Four UBC students are recognized for their exceptional research contributions by the Computing Research Association (CRA). Computer science students Emilie Ma, Gunbir Baveja, Shibo Ai and Trie Yang received honourable mentions for the 2026 Outstanding Undergraduate Researcher Award 

The award highlights undergraduate students from universities across North America who demonstrate outstanding potential in computing research.  

 

Emilie Ma, an Honours Computer Science major with a minor in French language, worked with Associate Professors Ivan Beschastnikh and Dongwook Yoon on characterizing collaboration patterns in open-source software development. She found a new, graph-centric approach to identify, query and visualize open-source collaboration patterns, which she presented at the 2024 Open Source Summit North America. She also helped develop a tool for visualizing and studying workflow types, which was published in the Foundations of Software Engineering (FSE) 2024 conference. Currently, she is working with Dr. Beschastnikh’s team and collaborators to develop a suite of tools to automate formal verification for distributed and concurrent systems and help software developers expose bugs that are difficult to find, ensuring that systems run smoothly. The paper from the project, SysMoBench: Evaluating AI on Formally Modeling Complex Real-World Systems, was recently accepted at the International Conference on Learning Representations (ICLR) 2026. 

 

Gunbir Baveja, who majors in Computer Science, works with Professor Mark Schmidt to understand why neural networks struggle to keep learning as conditions change. In his research, he tracked optimization signals over long training horizons and identified two common failure modes: training updates becoming dominated by noise and training updates becoming unstable due to volatile local curvature. He then developed a lightweight, per-layer adaptive optimizer that can be paired with existing continual learning methods to make them more robust, reducing the amount of careful tuning they typically require and helping stabilize training in settings where they otherwise fail. The paper from the project, A Unified Noise-Curvature View of Loss of Trainability, was presented at NeurIPS 2025 Optimization for Machine Learning (OPT) Workshop. Gunbir is currently extending this work with graduate students in Dr. Schmidt's lab to refine the method and expand its evaluation. 

 

Shibo Ai is a Computer Science major whose research focuses on a type of software vulnerability that affects compartmentalized software, called compartment interface vulnerabilities.

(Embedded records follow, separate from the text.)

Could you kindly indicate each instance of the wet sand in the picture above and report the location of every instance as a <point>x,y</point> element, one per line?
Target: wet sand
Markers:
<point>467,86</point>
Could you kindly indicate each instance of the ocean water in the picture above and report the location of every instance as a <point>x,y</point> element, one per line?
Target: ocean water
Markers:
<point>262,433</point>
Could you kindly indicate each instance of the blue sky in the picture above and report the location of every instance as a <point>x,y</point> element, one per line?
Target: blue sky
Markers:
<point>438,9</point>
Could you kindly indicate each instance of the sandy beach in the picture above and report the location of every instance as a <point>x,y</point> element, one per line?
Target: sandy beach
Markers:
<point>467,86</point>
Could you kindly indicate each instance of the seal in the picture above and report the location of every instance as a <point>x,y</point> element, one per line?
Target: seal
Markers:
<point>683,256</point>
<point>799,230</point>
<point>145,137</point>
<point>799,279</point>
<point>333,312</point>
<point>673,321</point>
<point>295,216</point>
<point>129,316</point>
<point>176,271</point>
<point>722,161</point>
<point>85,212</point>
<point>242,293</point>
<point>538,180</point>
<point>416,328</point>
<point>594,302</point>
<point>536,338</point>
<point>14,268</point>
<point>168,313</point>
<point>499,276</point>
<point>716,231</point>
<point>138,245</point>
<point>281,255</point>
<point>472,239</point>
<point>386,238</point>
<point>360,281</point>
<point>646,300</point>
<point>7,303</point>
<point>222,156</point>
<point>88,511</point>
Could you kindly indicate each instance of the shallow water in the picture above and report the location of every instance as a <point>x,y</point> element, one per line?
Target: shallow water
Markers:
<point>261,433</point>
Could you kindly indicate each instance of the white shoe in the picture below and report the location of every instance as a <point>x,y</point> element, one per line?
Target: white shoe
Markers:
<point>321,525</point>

Under the supervision of Postdoctoral Research Fellow Hugo Lefeuvre and Professor Margo Seltzer, Shibo is systematically studying these vulnerabilities in real-world software by discovering and categorizing them. By using an approach that combines automated detection with manual code analysis, he found over 30 compartment interface vulnerabilities in a security-focused operating system, leading to fixes and discovery of additional vulnerabilities. His work ultimately helps developers understand and protect against these types of software vulnerabilities. 

 

Trie Yang, a Computer Science major, worked with Associate Professor Dongwook Yoon on research at the intersection of AI governance and human-centered AI at SOCIUS lab. Her work contributes both methodological insights and a technical system for AI governance, aiming to make regulatory compliance more accessible to AI practitioners. She developed a scalable framework, PASTA, that applies large language models to evaluate AI systems against AI policies, translating regulatory requirements into machine-interpretable criteria and actionable feedback, in collaboration with Dr. Yoon and Dr. Ig-Jae Kim from the Korea Institute of Science and Technology. PASTA was validated through a user study with AI practitioners and an expert study with legal professionals, demonstrating its usability, efficiency and accuracy. The paper, PASTA: A Scalable Framework for Multi-Policy AI Compliance Evaluation, will be presented at this year's ACM CHI conference on Human Factors in Computing Systems (CHI 2026).